Clearly it adds some extra interesting flexibility in specifying the
'weights' for shortest path calculations. But arguments against adding
such a feature might be
- Performance decrease (not sure how much)
- Already can achieve the same result by looping over all edges and
calculating/adding a new 'weight' attribute (could use whatever name you like)
- Clutters interface to algorithm(s)
- For consistency other algorithms might also need to be changed
(e.g. minimum spanning tree)
Aric
Dan,
In the example you gave,
>> --
>> G = networkx.Graph()
>> G.add_edge('Sacramento', 'San Francisco', {"distance":200})
>>
>> v_speed = 65
>> def travel_time(u, v, attr_dict):
>> """
>> Calculates the edge weight based on the "distance" attribute and v_speed, where v_speed is included via the closure.
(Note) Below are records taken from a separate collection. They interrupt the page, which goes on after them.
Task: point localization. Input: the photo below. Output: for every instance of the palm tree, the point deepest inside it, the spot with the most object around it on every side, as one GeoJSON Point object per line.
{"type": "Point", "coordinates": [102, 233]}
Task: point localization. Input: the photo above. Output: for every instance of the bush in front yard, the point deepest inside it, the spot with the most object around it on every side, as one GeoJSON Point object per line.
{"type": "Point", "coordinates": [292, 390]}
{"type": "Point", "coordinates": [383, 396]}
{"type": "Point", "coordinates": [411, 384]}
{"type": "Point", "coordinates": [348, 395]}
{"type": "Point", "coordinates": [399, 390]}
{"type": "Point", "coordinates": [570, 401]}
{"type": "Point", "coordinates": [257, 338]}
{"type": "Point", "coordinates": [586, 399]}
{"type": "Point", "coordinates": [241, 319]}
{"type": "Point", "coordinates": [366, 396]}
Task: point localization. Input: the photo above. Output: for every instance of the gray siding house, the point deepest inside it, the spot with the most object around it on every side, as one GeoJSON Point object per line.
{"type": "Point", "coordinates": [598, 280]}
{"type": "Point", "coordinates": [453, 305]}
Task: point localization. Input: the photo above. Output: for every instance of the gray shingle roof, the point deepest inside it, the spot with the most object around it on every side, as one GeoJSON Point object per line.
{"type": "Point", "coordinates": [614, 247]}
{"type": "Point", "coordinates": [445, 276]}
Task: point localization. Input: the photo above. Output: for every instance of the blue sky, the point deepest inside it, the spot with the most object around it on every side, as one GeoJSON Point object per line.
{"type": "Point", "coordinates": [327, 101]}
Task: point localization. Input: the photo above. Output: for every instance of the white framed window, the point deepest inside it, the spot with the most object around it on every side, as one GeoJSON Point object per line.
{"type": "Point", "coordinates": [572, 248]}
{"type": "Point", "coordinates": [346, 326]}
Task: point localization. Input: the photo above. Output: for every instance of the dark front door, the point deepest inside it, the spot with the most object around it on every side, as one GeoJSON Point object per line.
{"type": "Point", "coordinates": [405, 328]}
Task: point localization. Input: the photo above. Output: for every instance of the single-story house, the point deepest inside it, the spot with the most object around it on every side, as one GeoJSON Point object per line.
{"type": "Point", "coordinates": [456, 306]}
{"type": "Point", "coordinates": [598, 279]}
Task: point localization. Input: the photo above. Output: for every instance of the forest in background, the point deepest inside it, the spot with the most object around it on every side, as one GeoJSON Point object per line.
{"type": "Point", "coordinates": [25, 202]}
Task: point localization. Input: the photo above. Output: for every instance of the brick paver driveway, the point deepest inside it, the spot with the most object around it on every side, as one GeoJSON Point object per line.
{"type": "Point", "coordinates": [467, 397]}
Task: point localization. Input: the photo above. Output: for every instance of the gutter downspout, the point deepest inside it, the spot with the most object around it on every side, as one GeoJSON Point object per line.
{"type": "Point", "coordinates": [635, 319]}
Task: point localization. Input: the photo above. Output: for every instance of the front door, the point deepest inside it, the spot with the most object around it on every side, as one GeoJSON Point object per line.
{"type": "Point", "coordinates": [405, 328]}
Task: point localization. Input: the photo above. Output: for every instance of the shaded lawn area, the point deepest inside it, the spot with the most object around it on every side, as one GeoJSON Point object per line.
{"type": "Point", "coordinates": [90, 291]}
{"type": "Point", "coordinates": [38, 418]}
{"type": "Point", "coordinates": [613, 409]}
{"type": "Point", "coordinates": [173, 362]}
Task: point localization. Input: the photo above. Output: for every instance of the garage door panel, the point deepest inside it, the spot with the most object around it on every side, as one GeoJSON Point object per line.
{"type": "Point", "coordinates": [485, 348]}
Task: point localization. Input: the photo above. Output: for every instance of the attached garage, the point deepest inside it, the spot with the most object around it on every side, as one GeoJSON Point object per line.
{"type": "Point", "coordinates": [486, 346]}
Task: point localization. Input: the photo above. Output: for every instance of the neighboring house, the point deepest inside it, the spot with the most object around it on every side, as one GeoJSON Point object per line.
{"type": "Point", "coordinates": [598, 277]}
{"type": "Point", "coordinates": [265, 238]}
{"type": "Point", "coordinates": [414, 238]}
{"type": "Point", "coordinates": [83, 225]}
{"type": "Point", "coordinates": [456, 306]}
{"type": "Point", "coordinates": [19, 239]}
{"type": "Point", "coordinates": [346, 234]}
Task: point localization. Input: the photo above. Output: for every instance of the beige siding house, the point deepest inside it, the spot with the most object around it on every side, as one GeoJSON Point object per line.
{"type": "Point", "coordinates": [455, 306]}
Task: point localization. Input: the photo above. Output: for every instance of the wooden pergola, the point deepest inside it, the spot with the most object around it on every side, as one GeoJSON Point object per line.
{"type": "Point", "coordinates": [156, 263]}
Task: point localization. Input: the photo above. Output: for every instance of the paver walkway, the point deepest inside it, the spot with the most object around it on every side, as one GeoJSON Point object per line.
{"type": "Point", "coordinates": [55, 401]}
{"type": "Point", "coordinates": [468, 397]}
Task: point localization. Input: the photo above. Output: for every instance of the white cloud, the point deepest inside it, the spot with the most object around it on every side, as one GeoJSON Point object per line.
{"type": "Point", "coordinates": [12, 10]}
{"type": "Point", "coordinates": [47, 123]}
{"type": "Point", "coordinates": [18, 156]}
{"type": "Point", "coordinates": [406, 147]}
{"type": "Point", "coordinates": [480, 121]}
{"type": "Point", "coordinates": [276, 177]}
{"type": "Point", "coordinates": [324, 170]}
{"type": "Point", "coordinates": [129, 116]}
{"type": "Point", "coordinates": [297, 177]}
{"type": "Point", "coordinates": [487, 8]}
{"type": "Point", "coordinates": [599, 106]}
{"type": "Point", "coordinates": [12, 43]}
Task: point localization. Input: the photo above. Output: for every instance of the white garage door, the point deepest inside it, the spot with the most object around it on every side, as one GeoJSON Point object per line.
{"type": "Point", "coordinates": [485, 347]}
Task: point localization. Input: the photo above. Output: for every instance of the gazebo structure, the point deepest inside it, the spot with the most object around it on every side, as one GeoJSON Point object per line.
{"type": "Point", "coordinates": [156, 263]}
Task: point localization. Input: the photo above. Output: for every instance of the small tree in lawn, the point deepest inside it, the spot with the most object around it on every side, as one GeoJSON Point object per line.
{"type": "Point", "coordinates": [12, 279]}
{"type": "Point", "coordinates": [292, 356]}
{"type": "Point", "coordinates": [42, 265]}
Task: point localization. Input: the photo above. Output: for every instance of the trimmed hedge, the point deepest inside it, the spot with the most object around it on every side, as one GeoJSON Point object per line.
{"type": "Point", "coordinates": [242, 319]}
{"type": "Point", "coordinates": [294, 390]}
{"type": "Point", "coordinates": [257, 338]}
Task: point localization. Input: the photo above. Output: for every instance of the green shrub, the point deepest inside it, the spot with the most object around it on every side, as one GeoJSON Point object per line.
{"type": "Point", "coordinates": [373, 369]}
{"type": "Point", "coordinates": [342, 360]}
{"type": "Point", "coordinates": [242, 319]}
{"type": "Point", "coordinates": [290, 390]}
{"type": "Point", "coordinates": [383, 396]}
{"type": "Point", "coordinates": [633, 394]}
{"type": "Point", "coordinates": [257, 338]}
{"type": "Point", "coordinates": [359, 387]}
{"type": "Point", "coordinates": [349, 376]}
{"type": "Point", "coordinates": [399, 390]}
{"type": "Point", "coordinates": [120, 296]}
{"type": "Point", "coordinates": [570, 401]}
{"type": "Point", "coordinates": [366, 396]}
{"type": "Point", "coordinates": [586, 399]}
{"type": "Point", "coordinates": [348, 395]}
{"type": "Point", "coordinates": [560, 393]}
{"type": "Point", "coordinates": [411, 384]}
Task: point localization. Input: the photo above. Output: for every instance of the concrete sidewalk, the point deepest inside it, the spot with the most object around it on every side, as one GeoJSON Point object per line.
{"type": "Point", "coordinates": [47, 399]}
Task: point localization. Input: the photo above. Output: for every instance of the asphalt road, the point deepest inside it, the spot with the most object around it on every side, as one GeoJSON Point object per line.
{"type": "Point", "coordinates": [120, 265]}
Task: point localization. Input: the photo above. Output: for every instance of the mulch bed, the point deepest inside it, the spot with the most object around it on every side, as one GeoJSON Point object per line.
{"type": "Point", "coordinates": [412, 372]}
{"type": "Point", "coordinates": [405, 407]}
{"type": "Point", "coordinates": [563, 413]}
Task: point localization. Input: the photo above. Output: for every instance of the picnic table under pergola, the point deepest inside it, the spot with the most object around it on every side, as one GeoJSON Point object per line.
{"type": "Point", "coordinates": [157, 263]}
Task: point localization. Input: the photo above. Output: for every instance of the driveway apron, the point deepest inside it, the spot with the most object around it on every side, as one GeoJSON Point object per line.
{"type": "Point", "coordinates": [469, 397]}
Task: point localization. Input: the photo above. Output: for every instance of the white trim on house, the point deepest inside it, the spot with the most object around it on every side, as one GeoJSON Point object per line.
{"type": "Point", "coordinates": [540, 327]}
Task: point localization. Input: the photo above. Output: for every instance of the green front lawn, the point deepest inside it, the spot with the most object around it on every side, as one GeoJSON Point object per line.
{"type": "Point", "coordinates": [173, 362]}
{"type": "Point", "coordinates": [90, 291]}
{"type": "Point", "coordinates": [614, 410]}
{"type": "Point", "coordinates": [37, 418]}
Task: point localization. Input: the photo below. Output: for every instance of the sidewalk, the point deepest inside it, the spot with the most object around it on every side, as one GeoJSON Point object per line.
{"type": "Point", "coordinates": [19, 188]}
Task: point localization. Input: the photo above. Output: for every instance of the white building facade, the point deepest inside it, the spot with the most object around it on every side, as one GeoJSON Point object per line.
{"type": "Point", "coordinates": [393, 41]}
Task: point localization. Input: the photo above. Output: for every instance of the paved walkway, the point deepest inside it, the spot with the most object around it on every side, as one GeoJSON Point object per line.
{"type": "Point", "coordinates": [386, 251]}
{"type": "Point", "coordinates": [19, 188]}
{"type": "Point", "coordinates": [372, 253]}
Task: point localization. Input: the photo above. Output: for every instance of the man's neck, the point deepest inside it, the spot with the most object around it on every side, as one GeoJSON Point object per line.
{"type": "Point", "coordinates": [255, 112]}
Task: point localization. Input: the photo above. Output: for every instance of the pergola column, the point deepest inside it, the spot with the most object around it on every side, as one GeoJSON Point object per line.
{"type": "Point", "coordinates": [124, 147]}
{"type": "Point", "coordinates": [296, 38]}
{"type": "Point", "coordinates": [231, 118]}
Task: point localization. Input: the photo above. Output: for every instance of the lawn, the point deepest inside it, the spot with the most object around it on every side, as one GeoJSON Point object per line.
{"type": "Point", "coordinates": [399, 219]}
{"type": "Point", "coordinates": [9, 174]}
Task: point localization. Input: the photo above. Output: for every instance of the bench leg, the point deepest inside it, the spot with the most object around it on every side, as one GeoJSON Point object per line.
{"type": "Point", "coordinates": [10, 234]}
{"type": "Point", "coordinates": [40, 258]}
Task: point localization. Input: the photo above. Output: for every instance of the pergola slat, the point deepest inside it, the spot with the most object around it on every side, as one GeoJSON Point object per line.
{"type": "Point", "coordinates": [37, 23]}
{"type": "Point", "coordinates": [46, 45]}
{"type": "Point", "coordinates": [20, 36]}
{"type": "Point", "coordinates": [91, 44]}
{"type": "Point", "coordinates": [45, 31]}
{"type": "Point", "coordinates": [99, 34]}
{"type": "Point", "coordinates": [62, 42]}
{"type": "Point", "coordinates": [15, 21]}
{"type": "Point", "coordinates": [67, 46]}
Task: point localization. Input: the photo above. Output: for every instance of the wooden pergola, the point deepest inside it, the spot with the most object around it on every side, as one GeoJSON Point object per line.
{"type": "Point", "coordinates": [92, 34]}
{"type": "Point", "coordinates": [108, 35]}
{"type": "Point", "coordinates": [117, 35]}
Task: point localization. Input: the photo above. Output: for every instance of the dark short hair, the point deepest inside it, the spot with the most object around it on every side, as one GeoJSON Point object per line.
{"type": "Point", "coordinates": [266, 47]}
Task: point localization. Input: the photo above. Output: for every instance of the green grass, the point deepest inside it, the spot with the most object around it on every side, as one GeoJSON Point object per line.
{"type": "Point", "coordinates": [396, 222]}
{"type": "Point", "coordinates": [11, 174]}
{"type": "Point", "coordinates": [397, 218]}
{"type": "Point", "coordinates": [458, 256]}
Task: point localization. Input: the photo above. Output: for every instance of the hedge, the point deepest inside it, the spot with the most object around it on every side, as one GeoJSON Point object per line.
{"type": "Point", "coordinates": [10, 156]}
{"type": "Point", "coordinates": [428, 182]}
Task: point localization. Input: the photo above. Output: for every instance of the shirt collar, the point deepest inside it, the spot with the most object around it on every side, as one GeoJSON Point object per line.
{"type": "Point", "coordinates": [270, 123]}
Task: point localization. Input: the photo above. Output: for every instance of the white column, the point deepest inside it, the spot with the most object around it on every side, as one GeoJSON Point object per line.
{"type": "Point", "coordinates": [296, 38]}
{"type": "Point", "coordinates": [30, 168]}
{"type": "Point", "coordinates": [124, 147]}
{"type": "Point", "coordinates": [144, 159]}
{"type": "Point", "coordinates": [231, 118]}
>> u: The source node for this edge.
>> v: The destination node for this edge
>> attr_dict: A dictionary containing the edge attributes.
>> """
>> return edge_attr["distance"] / v_speed
>>
>> # Find minimum travel time and the associated path
>> print networkx.bidirectional_dijkstra(G, 'Sacramento', 'San Francisco', weighting=travel_time)
>>
>> # Find minimum distance
>> networkx.bidirectional_dijkstra(G, 'Sacramento', 'San Francisco', weighting=lambda u, v, attr_dict: attr_dict["distance"] )
>> --
you can get the same result by simply dividing the path lengths by v_speed at the end. The path themselves won't change if you just multiply every edge weight by a constant.
That being said, I can think of examples where the weighting function is more complicated. The suggested approach do make sense, but, as Aric said, the same result can be obtained by just assigning a new attribute, say travelTime, to each edge and then running the shortest path algorithm
networkx.bidirectional_dijkstra(G, u, v, weight = "travelTime")
The weight optional argument has been added to the shortest path algorithms to do just that. Moreover, when adding edge attributes, nothing prevents you from using a function, for instance:
import networkx as nx
def f(u, v):
return u*v
G = nx.DiGraph()
G.add_edges_from([(u, v, {'myAttr': f(u, v)}) for u in range(10) for v in range(10)])
nx.bidirectional_dijkstra(G, 3, 9, weight = 'myAttr')
I feel that having an extra weighting argument is not necessary.
One possibility would be to try and generalize the role of the 'weight' argument so that it can a function as well. But again, I think this is redundant with what is already in place.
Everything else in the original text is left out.